Parsers are innately complicated and confusing. They’re difficult to understand, difficult to write, and difficult to use. Even experts on the subject can become baffled by the nuances of these complicated state-machines.
Lark’s mission is to make the process of writing them as simple and abstract as possible, by following these design principles:
- Readability matters
- Keep the grammar clean and simple
- Don’t force the user to decide on things that the parser can figure out on its own
- Usability is more important than performance
- Performance is still very important
- Follow the Zen of Python, whenever possible and applicable
In accordance with these principles, I arrived at the following design choices:
1. Separation of code and grammar¶
Grammars are the de-facto reference for your language, and for the structure of your parse-tree. For any non-trivial language, the conflation of code and grammar always turns out convoluted and difficult to read.

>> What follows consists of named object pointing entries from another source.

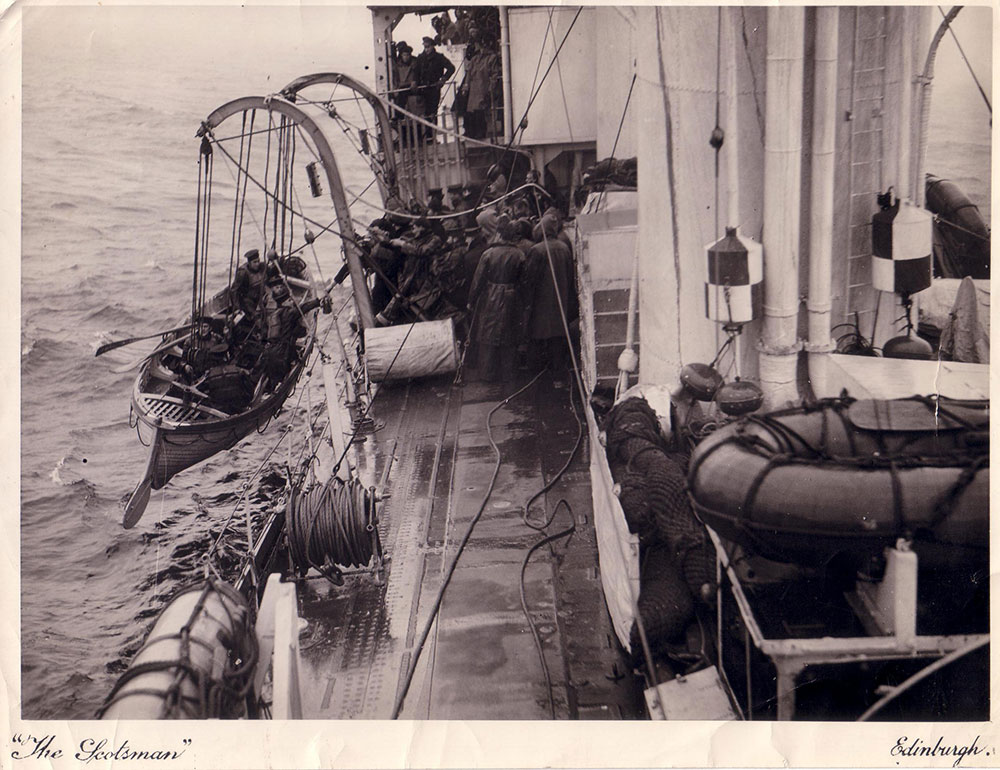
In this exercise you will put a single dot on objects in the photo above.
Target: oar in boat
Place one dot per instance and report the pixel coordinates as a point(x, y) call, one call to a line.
point(122, 343)
point(158, 349)
point(137, 502)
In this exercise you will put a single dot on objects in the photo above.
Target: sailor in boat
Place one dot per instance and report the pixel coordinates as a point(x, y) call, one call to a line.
point(248, 284)
point(435, 202)
point(433, 70)
point(404, 78)
point(416, 288)
point(386, 260)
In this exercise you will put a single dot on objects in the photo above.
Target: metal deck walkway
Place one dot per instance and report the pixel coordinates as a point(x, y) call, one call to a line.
point(480, 660)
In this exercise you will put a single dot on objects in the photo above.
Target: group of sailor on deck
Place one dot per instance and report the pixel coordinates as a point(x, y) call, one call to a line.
point(234, 355)
point(505, 276)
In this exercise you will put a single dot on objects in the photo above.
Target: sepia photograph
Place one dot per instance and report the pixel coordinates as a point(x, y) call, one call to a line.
point(457, 369)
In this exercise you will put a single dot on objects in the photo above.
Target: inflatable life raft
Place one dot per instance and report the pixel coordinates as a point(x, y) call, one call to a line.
point(806, 484)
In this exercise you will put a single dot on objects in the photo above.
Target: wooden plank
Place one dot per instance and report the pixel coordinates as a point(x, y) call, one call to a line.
point(610, 300)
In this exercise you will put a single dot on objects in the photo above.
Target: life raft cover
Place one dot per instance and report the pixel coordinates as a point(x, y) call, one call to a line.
point(404, 351)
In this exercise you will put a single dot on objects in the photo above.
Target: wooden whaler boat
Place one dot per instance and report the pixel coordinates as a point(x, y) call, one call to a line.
point(225, 374)
point(745, 612)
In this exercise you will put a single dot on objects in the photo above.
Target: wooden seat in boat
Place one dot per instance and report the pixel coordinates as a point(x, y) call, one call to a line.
point(176, 411)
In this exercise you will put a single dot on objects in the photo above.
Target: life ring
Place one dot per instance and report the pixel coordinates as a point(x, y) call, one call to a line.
point(961, 238)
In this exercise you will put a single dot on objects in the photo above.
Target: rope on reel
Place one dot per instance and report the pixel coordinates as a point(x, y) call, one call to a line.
point(333, 525)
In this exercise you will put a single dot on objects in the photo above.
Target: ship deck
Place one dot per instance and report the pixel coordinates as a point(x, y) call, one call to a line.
point(480, 659)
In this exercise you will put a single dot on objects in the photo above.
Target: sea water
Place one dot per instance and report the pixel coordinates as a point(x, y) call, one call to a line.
point(112, 98)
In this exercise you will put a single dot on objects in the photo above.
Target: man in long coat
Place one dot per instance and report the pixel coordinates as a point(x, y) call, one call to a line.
point(545, 332)
point(433, 71)
point(496, 304)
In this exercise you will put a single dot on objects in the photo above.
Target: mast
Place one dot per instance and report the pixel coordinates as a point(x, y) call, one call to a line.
point(782, 203)
point(389, 184)
point(923, 105)
point(352, 252)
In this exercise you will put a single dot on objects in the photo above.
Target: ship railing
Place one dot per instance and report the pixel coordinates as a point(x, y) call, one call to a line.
point(892, 614)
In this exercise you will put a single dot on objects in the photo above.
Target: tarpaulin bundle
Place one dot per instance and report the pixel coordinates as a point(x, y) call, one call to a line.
point(665, 602)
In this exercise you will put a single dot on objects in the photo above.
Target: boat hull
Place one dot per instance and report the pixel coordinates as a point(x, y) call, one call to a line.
point(184, 429)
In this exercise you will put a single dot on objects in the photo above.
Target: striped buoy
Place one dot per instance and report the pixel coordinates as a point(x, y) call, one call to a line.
point(901, 248)
point(734, 286)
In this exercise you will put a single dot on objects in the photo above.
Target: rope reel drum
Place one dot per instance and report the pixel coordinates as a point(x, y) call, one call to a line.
point(197, 662)
point(334, 525)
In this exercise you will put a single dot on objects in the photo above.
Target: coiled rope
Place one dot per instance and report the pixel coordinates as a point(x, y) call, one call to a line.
point(333, 524)
point(418, 648)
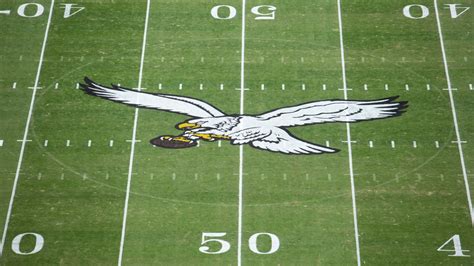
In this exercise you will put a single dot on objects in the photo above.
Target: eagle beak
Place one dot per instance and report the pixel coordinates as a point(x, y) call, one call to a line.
point(186, 125)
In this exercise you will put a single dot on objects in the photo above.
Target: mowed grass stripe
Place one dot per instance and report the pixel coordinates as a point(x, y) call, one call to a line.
point(413, 215)
point(80, 213)
point(192, 190)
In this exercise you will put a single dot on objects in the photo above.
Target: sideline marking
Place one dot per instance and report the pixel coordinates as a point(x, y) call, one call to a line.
point(27, 126)
point(454, 114)
point(241, 147)
point(348, 130)
point(134, 137)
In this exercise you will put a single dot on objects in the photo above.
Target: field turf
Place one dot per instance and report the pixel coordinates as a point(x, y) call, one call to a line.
point(85, 165)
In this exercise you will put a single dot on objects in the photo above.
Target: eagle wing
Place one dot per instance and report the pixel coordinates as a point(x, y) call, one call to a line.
point(164, 102)
point(281, 141)
point(334, 111)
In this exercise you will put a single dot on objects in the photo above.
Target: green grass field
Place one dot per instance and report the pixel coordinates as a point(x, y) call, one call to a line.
point(72, 168)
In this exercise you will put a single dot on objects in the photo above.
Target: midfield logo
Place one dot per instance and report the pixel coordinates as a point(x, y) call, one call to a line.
point(266, 131)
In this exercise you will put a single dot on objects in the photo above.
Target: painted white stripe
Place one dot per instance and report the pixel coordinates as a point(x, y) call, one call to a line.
point(454, 114)
point(349, 141)
point(241, 148)
point(27, 127)
point(134, 137)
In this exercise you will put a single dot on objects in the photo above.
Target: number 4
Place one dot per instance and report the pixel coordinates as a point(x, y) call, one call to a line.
point(458, 251)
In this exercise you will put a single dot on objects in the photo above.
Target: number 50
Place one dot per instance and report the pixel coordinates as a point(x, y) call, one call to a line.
point(224, 12)
point(208, 238)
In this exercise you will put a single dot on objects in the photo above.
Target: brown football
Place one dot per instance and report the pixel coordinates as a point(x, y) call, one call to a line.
point(164, 142)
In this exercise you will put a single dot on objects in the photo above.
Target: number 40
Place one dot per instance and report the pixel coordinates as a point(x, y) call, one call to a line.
point(458, 251)
point(264, 12)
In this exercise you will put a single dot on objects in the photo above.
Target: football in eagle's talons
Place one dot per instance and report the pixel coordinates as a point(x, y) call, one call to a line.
point(173, 142)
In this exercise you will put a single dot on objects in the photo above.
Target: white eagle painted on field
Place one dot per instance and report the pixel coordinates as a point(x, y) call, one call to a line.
point(265, 131)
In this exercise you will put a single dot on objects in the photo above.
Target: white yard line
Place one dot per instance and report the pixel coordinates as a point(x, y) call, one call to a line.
point(241, 148)
point(454, 113)
point(349, 139)
point(27, 127)
point(134, 138)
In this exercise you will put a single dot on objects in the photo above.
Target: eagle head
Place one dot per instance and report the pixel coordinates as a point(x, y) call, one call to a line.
point(221, 123)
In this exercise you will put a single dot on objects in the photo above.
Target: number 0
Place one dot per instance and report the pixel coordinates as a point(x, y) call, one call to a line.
point(231, 9)
point(39, 243)
point(424, 11)
point(39, 10)
point(274, 240)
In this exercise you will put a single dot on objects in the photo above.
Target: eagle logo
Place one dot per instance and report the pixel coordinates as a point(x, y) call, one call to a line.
point(266, 131)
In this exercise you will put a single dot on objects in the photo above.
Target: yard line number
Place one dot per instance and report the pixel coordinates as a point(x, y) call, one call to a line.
point(225, 12)
point(456, 242)
point(416, 11)
point(16, 243)
point(34, 10)
point(222, 246)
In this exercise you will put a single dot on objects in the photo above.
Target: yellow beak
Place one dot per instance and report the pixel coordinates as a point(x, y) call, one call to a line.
point(188, 126)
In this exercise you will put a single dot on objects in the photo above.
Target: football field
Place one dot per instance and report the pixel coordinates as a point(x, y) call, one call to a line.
point(81, 184)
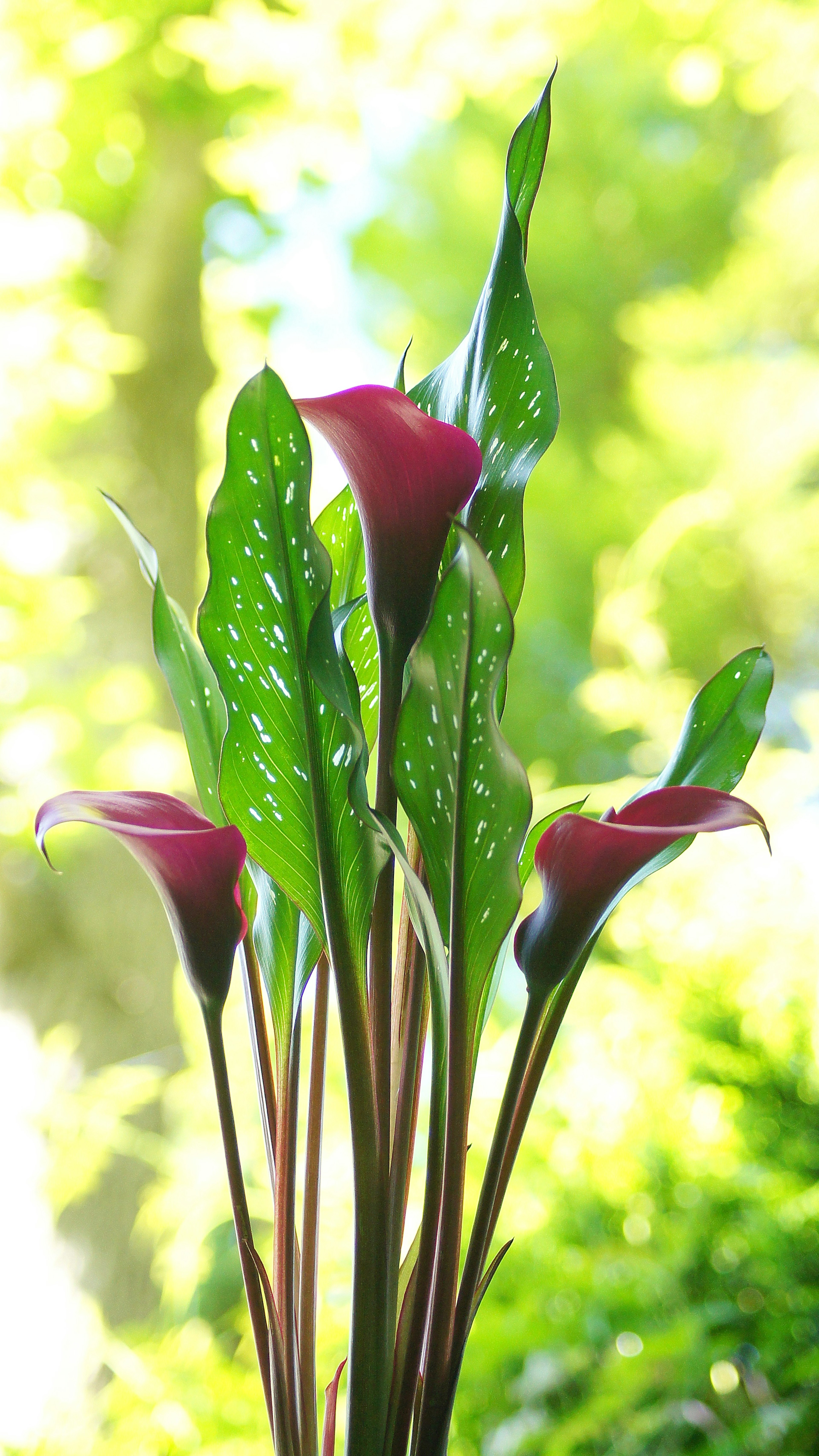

The grammars in Lark are EBNF-inspired, so they are especially easy to read & work with.
2. Always build a parse-tree (unless told not to)¶
Trees are always simpler to work with than state-machines.
- Trees allow you to see the “state-machine” visually
- Trees allow your computation to be aware of previous and future states
- Trees allow you to process the parse in steps, instead of forcing you to do it all at once.
And anyway, every parse-tree can be replayed as a state-machine, so there is no loss of information.
See this answer in more detail here.
To improve performance, you can skip building the tree for LALR(1), by providing Lark with a transformer (see the JSON example).
3. Earley is the default¶
The Earley algorithm can accept any context-free grammar you throw at it (i.e. any grammar you can write in EBNF, it can parse). That makes it extremely friendly to beginners, who are not aware of the strange and arbitrary restrictions that LALR(1) places on its grammars.
As the users grow to understand the structure of their grammar, the scope of their target language, and their performance requirements, they may choose to switch over to LALR(1) to gain a huge performance boost, possibly at the cost of some language features.
Both Earley and LALR(1) can use the same grammar, as long as all constraints are satisfied.
In short, “Premature optimization is the root of all evil.”
Other design features¶
- Automatically resolve terminal collisions whenever possible
- Automatically keep track of line & column numbers